Dans la tête de Holden Caulfield – Adolescence, mode d’emploi
En 1945, J. D. Salinger publie l’une des œuvres les plus marquantes du XXème siècle et des plus lues encore aujourd’hui, qui donne la parole à un adolescent en difficulté, et qui fit scandale dans l’Amérique bien-pensante de l’époque.
Holden Caulfield, est un adolescent newyorkais de bonne famille, encore marqué par la mort de son petit frère, déprimé, pensionnaire dans un prestigieux collège. Il vient de se faire renvoyer, une fois de plus, quelques jours avant la fin du trimestre, à la veille des vacances de Noël. S’adressant directement au lecteur, il se sent en marge de cette promiscuité obligée avec d’autres étudiants avec lesquels il ne se sent aucune affinité. Il décide de quitter le collège et de rentrer à New York, et de trouver une endroit où rester quelques jours en attendant que la lettre du directeur de l’école arrive chez ses parents, et qu’ils aient eu le temps de digérer la nouvelle. On le suit, dans le train qui l’emmène à New York, dans le taxi, de l’hôtel miteux où il prend pension et où il se fait arnaquer et boxer par un proxénète, à la boîte de nuit où il passe sa nuit à boire et à fumer, de l’appartement de ses parents où il rend subrepticement visite en l’absence de ceux-ci à sa petite sœur, la seule personne qu’il adore et dont il se sent proche, à la visite qu’il fait à l’un de ses anciens professeurs qui accepte de l’héberger. Autant de situations et d’aventures tantôt tragiques et glauques, tantôt drôles et émouvantes, qui seront autant de prétextes à digressions sur la difficulté d’être à 17 ans dans un monde hostile.
Tout au long de son récit, Holden se montre déçu par le monde adulte. Il ne veut pas que les enfants grandissent, et perdent leur naïveté pour devenir des adultes. C’est toute la difficulté de grandir et la déception que lui inspire le monde adulte qu’il exprime. Un attrape-cœur, c’est ce que veut être Holden, faisant référence à un poème de Robert Burns :
« Tu connais la chanson ˝ Si un cœur attrape un cœur qui vient à travers les seigles ˝ ? Je voudrais…
- C’est ˝ Si un corps rencontre un corps qui vient à travers les seigles ˝ […]

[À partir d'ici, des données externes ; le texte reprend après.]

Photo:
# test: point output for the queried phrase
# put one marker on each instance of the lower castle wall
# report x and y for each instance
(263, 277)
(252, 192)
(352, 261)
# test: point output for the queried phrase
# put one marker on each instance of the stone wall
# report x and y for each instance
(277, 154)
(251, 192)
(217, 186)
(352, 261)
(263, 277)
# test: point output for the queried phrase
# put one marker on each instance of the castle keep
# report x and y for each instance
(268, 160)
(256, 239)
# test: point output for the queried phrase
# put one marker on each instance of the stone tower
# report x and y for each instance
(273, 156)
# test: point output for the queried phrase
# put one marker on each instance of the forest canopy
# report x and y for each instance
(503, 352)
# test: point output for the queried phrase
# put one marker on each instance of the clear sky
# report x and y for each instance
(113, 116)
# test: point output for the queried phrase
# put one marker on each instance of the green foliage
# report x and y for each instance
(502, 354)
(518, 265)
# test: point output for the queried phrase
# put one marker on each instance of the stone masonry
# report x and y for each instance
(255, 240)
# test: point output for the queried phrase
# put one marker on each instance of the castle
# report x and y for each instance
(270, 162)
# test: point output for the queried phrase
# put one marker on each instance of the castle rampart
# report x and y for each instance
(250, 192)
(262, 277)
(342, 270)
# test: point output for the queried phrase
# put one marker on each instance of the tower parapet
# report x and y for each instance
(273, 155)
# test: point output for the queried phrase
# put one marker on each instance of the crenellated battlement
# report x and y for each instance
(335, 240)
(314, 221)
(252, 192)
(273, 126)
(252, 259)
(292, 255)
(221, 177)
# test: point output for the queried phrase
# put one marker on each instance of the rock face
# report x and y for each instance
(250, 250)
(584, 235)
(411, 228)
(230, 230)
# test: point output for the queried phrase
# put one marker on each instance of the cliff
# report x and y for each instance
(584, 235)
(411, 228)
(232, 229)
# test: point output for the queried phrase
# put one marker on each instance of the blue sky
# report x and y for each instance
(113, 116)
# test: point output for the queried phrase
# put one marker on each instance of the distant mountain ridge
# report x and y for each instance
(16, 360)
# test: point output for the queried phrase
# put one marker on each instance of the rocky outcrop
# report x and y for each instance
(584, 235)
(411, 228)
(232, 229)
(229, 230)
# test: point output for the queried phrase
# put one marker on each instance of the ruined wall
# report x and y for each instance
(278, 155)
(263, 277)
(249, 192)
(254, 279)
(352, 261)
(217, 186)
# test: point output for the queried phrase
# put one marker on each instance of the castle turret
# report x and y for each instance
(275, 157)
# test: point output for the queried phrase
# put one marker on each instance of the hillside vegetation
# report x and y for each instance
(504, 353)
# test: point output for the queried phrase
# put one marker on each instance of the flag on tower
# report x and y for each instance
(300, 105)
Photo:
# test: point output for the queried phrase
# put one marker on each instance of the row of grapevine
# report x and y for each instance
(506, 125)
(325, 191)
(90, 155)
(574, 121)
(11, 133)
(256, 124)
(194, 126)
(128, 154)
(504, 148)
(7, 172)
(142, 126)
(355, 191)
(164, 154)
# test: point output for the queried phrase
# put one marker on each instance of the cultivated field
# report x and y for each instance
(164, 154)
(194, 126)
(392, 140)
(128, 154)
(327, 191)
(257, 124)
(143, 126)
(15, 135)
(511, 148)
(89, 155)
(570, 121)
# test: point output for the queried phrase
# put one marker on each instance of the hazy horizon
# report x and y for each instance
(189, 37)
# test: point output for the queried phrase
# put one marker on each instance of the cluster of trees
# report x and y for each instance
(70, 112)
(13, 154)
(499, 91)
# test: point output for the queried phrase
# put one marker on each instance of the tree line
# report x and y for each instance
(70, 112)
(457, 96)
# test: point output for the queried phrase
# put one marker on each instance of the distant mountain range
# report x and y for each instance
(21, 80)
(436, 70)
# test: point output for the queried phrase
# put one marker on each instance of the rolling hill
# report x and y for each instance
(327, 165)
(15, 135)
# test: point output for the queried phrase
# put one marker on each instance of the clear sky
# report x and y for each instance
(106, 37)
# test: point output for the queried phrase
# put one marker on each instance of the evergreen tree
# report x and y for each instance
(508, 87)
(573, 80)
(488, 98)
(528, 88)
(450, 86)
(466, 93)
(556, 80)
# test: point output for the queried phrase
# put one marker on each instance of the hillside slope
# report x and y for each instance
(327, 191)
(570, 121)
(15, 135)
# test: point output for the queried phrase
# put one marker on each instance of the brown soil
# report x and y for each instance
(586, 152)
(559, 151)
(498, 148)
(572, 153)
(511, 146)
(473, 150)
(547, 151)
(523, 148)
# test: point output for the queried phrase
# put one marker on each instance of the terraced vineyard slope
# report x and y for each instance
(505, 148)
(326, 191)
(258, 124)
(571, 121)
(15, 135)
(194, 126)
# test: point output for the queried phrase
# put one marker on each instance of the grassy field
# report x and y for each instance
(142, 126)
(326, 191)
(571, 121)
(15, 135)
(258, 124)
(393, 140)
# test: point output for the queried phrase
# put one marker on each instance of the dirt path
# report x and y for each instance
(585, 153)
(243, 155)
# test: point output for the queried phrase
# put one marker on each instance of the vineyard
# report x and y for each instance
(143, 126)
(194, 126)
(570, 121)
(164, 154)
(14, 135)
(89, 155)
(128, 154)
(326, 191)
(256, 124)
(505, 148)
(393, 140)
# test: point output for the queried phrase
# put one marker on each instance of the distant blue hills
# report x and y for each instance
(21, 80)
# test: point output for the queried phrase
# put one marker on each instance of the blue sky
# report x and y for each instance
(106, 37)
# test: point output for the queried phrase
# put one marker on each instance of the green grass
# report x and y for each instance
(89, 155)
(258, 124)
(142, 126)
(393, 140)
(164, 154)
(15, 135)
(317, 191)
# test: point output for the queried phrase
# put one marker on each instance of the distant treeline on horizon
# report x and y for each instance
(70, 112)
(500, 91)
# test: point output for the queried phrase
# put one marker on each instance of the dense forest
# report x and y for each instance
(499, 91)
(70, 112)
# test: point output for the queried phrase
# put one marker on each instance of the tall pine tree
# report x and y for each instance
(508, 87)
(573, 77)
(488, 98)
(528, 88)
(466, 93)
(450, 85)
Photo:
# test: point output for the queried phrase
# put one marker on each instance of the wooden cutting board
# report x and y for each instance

Là j’ai dit : « Je croyais que c’était ˝ Si un cœur attrape un cœur ˝. Bon. Je me représente tous ces petits mômes qui jouent à je ne sais quoi dans le grand champ de seigle et tout. Des milliers de petits mômes et personnes avec eux je veux dire pas des grandes personnes – rien que moi. Et moi je suis planté au bord d’une saleté de falaise. Ce que j’ai à faire c’est attraper les mômes s’ils s’approchent trop près du bord. Je veux dire s’ils courent sans regarder où ils vont, moi je rapplique et je les attrape. C’est ce que je ferais toute la journée. Je serais juste l’attrape-cœurs et tout. D’accord, c’est dingue, mais c’est vraiment ça que je voudrais être. Seulement ça. D’accord, c’est dingue ». J. D. Salinger, L’attrape-cœurs, p 208.
Holden se raconte, comme s’il se confiait à un ami, ou à un psy, dans un style parlé, haletant, truffé d’exagérations, de comparaisons inattendues et saugrenues (le bar ˝chlingue comme cinquante millions de cigares refroidis˝), de tournures incorrectes, de mots d’argot, voire de gros mots même, bref, un langage d’ado. Cela rend la lecture très aisée, c’est comme si on écoutait un copain. C’est vivant et souvent drôle. Le style rend parfaitement la spontanéité et l’impulsivité de l’adolescence.